Fallbezogen erlaubt das Bundesgericht den Beizug von Strafakten von Vorfällen, welche über 30 Jahre zurückliegen.

«Zwar liegen die Verurteilungen des Beschwerdeführers im Zusammenhang mit den verlangten Unterlagen mehr als 30 Jahre zurück, was bei der Interessenabwägung nicht ignoriert werden kann. Dennoch kann dieses zeitliche Element im vorliegenden Fall nicht ausreichen, um den privaten Interessen des Beschwerdeführers Vorrang einzuräumen. Denn wie das kantonale Gericht zu Recht in Erinnerung gerufen hat, ist die Schwere der Straftaten, die Gegenstand der Verfahren P_90 und P_91 waren (darunter ein Raubüberfall, der den Tod des Opfers zur Folge hatte), zu berücksichtigen; das geltende Recht sieht im Übrigen bei einer Verurteilung nach Art. 140 Ziff. 4 StGB keine Löschung mehr vor (vgl. Art. 30 Abs. 2 Bst. c Ziff. 1 GKG). Zu diesen ersten Gewalttaten kommt der Eintrag im Strafregisterauszug vom November 2022 über den Beschwerdeführer hinzu, d.h. eine Verurteilung wegen einer Schlägerei im Jahr 2012, ein Delikt, das erneut auf die körperliche Unversehrtheit abzielt.Der Beschwerdeführer bestreitet auch nicht die Schwere der Vorwürfe, die Gegenstand des aktuellen Verfahrens sind.
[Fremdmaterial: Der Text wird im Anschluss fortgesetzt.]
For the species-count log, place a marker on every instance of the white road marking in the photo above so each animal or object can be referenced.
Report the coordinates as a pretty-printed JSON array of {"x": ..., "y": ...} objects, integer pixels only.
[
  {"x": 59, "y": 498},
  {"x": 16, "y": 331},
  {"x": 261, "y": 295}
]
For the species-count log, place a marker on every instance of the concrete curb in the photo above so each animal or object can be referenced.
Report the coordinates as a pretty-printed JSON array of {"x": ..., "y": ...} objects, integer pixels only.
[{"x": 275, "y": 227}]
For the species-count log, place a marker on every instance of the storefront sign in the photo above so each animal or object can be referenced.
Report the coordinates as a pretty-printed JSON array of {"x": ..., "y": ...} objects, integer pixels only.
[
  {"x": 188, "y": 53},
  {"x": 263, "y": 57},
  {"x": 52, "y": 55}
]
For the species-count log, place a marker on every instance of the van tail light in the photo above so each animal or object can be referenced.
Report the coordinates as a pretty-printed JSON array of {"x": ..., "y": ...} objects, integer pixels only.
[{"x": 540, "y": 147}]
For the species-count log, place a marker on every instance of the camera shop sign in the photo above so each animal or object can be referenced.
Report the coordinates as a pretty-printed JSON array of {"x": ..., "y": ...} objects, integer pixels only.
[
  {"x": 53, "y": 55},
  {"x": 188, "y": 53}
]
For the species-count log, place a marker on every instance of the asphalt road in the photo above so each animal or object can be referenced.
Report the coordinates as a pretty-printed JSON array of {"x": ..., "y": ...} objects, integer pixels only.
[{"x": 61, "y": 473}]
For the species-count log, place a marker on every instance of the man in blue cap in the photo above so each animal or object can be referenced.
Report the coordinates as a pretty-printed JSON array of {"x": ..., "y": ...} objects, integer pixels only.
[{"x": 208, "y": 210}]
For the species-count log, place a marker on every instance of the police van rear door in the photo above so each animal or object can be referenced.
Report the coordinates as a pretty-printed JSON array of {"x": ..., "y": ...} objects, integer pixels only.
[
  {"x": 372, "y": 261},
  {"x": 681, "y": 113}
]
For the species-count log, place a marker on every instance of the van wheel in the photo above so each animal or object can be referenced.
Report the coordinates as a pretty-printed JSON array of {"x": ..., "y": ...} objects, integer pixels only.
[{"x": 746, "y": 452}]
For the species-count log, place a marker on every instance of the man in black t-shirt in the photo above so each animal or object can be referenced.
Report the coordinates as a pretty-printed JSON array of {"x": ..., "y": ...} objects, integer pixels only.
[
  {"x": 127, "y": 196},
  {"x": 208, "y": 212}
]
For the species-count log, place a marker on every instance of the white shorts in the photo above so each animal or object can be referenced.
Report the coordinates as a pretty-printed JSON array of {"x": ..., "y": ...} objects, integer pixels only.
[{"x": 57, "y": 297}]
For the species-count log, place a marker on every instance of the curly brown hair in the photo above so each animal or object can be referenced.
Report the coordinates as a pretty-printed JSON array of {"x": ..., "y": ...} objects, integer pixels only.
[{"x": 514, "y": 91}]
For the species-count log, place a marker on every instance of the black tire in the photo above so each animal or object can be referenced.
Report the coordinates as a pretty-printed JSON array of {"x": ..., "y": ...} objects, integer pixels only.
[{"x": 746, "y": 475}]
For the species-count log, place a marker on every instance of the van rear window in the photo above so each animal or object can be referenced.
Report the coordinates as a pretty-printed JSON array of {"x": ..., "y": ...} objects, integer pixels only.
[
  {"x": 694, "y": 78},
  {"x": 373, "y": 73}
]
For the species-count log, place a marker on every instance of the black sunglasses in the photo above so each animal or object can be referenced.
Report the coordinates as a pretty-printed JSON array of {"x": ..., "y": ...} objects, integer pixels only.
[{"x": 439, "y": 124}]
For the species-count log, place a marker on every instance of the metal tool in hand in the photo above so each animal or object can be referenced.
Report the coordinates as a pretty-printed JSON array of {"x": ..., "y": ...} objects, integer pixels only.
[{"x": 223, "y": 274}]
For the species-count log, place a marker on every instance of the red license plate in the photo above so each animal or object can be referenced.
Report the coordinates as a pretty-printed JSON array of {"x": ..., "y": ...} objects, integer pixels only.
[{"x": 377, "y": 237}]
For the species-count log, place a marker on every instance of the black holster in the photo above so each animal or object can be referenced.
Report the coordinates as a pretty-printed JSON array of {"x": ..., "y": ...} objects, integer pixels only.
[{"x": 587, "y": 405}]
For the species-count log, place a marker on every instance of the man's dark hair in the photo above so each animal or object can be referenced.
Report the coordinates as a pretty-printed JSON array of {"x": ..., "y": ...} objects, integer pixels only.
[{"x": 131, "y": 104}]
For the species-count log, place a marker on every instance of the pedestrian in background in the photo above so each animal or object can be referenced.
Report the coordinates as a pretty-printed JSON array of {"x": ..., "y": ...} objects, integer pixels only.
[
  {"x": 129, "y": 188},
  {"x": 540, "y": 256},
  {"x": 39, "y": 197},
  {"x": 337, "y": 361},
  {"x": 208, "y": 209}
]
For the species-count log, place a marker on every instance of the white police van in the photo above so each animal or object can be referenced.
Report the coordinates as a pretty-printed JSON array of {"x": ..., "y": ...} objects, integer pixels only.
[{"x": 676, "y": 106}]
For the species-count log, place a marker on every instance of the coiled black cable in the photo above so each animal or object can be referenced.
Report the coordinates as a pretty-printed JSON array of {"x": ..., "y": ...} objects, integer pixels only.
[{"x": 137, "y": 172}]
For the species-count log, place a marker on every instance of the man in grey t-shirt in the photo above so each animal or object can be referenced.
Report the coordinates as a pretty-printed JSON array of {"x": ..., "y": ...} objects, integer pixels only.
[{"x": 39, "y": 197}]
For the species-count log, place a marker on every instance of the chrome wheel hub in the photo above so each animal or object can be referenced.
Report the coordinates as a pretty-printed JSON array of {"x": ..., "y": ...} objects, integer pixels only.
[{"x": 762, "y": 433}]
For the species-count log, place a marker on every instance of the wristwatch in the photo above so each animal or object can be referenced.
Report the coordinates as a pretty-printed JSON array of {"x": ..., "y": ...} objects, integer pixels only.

Das Verfahren betrifft zudem Straftaten, die zum Nachteil von Kindern begangen worden sein könnten.Unter diesen Umständen, wo es erneut um eines der wichtigsten Rechtsgüter geht, erscheinen die strittigen Unterlagen – im Zusammenhang mit Gewalttaten und den vorgeschlagenen (vgl. das verlangte Gutachten) und dann getroffenen (vgl. die verlangten Urteile) Massnahmen, um diese zu beheben – offensichtlich relevant, um die Persönlichkeit oder die Gefährlichkeit des Beschwerdeführers bzw. dessen Entwicklung in der vorliegenden Sache zu beurteilen (vgl. auch die verlangten Einschätzungen zur Nachbetreuung und das Schreiben vom 3. November 1993).  Es kann daher nicht beanstandet werden, dass die Vorinstanz davon ausging, dass die Staatsanwaltschaft – bzw. der psychiatrische Gutachter – in der Lage sein müsse, die alten Strafakten anzufordern, um sich umfassend über die Vergangenheit des Beschwerdeführers, insbesondere die gerichtliche, informieren zu können.» (E.2.3.2).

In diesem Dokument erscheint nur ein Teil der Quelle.